On Saturday night, Louisville beat Cincinnati, 50-44, to win the Big East championship in what was one of the more singularly preposterous matchups of the entire run-up to the NCAA tournament. Prior to this weekend, these two teams had played each other in championship games in two other conferences - the Metro and Conference USA. One of those conferences even still exists.
All weekend, there was about the tournament the slightly musty smell of encroaching obsolescence. There was a time, and not so long ago, when the Big East was a spotlit thing, playing its tournament in New York, its original membership constructed from schools with long basketball traditions and large eastern media markets. It made stars, like Pearl Washington at Syracuse, and it made people like Patrick Ewing who already were stars into superstars. This year, its championship game was a contest between two teams from the Ohio River basin.
Pierce goes on to complain that the Big East is losing its identity with Pitt and Syracuse decamping for the ACC and West Virginia headed for the Big XII. My first reaction to this piece was that Pierce is writing from his roots. College football now dominates college basketball and the various moves that schools are making are all based on football.

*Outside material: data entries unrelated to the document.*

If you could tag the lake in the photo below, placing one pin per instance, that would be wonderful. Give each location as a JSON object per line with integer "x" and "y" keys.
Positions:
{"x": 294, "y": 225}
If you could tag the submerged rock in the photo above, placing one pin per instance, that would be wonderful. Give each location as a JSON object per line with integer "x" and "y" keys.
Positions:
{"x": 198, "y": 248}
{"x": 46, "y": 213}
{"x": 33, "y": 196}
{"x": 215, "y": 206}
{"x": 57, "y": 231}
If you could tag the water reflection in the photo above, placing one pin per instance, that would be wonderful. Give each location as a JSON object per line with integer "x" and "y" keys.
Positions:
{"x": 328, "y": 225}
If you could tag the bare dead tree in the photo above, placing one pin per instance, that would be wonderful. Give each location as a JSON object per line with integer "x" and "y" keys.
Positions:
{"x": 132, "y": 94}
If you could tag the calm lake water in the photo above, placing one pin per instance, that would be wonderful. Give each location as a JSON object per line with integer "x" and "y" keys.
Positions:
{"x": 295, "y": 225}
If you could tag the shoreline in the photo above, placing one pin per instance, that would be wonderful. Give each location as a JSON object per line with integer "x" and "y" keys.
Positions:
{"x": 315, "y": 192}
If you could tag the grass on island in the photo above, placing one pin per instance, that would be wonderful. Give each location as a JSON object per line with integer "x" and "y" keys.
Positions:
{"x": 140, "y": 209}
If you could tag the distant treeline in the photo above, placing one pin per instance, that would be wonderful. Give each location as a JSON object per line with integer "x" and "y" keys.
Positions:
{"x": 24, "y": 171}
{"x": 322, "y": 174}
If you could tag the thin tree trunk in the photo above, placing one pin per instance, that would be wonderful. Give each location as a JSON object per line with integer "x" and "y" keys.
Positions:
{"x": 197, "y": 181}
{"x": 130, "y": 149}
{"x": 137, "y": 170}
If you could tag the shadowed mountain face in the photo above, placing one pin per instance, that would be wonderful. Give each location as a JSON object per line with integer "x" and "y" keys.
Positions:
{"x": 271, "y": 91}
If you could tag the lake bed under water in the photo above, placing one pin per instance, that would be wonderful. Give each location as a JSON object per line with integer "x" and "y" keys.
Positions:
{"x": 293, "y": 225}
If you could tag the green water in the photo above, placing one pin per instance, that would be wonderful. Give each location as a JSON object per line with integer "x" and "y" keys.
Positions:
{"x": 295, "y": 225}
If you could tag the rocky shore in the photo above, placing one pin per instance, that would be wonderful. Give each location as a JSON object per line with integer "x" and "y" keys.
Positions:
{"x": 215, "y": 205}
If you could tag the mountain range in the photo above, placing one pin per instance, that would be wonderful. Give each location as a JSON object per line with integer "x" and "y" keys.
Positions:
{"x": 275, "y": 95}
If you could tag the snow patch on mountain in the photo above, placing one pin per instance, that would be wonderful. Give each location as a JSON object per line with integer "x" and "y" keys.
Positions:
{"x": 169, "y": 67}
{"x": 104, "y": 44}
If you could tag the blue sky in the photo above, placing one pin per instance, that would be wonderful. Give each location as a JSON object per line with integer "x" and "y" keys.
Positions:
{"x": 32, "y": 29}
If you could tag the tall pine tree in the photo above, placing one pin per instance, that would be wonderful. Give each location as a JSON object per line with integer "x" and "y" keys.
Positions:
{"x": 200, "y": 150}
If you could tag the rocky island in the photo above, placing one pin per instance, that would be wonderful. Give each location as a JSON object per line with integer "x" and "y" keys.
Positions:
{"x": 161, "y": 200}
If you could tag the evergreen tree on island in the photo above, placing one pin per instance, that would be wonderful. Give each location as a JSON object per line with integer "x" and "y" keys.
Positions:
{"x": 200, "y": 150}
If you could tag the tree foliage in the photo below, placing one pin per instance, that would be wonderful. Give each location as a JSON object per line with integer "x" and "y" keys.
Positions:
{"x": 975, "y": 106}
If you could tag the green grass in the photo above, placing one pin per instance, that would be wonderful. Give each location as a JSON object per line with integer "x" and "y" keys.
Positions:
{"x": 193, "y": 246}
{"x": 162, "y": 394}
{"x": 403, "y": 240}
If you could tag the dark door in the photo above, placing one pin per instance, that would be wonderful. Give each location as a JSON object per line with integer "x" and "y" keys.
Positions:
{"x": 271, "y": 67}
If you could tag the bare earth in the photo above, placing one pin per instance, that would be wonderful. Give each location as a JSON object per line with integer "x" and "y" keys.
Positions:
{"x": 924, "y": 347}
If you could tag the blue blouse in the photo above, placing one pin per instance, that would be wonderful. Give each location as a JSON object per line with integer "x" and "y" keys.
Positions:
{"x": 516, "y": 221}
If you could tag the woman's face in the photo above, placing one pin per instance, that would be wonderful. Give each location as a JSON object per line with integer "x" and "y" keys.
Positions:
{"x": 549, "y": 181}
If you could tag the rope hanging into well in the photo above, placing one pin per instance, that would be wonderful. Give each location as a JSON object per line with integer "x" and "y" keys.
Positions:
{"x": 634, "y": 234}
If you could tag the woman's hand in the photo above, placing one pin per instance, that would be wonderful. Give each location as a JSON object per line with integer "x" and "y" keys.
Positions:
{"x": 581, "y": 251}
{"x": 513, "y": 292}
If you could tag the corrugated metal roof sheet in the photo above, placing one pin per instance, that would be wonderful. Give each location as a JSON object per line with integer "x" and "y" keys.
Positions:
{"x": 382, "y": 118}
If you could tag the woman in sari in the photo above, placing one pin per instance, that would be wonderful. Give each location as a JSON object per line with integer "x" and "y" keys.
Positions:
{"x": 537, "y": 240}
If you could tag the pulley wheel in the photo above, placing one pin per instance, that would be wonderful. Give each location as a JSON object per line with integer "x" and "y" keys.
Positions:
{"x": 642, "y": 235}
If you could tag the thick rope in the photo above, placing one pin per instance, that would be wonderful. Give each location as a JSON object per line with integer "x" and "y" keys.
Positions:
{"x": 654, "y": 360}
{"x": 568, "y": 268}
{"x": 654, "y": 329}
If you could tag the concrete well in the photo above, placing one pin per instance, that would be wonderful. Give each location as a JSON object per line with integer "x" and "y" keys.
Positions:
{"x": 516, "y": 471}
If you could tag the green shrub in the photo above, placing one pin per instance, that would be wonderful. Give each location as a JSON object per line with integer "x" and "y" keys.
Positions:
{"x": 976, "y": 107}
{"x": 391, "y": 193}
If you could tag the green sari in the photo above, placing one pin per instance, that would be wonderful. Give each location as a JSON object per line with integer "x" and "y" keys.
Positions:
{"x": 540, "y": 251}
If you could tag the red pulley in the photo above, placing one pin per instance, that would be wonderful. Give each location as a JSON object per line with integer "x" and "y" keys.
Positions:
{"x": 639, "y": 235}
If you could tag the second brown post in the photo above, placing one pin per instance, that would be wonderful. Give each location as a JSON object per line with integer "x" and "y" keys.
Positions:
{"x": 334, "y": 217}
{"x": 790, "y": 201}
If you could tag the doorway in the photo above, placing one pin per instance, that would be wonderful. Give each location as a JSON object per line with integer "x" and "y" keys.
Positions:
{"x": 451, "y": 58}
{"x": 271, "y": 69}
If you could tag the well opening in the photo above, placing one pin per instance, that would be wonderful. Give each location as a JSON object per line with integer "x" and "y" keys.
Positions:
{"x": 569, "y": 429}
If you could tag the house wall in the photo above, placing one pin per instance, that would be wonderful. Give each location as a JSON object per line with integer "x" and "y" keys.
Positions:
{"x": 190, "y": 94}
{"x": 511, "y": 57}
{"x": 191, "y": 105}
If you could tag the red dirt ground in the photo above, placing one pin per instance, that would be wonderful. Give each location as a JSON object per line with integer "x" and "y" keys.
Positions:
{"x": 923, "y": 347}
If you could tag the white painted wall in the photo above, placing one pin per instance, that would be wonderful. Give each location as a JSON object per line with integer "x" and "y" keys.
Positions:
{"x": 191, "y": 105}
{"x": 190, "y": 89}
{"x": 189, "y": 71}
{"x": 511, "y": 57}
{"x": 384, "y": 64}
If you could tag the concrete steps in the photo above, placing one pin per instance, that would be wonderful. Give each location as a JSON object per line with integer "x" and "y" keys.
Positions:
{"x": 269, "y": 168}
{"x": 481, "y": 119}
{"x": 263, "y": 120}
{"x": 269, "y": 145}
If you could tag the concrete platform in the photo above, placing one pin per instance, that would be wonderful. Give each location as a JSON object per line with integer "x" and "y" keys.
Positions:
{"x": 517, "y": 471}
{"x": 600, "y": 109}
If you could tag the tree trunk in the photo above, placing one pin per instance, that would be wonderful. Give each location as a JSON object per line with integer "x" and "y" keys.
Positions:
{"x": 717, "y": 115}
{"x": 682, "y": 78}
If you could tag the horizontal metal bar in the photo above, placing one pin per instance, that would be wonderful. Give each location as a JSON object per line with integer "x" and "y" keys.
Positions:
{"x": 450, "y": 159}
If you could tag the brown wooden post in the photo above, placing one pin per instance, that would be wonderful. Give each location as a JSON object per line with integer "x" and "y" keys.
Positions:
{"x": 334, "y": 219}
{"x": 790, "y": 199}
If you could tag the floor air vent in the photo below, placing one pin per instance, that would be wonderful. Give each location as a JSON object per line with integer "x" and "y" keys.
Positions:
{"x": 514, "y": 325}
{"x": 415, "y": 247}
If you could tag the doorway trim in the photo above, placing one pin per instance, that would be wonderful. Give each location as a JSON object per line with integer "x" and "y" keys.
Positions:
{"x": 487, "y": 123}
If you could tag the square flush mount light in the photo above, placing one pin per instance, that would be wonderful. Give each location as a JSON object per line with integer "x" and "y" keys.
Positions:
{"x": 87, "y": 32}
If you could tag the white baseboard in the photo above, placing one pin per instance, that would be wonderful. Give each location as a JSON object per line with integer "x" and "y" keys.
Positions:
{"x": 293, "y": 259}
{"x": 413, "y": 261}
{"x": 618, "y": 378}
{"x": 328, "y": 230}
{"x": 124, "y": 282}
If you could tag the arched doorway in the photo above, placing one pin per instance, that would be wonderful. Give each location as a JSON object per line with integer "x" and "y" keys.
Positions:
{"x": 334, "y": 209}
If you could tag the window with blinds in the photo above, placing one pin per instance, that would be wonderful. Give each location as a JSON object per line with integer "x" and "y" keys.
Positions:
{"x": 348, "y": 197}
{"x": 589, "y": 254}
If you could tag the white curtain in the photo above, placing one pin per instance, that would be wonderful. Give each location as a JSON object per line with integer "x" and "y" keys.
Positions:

The Big East lost the aforementioned teams not because the conference is weak in basketball, but rather because it was imploding in football (especially with the prospect of BCS auto-bids going away) and the ACC and Big XII presented better options. In fact, the Big East brought about its own demise by ignoring the importance of college football, most notably when they turned Penn State away in 1989. Shockingly enough, a writer from Massachusetts - a college football wasteland - cannot quite come to grips with this reality.
My second thought is to wonder whether the addition of Pitt and Syracuse will make the ACC a better basketball property and re-energize the league. The obvious answer is that it will. If Syracuse remains at its current level, then it will, at a minimum, turn a bi-polar league into a tri-polar one. More good teams means more good games, which in turn means more interest. On the other hand, what Pierce is talking about with the Big East is the loss of its brand as a Northeastern basketball conference. He does not feel the same attachment to the conference when two teams from the Ohio Valley are playing at MSG in a tournament final. If Pierce is representative, then adding Pitt and Syracuse poses a challenge for the ACC. The league's identity has always been as a Southern basketball conference. Does the brand suffer when it adds excellent basketball programs from outside of the region?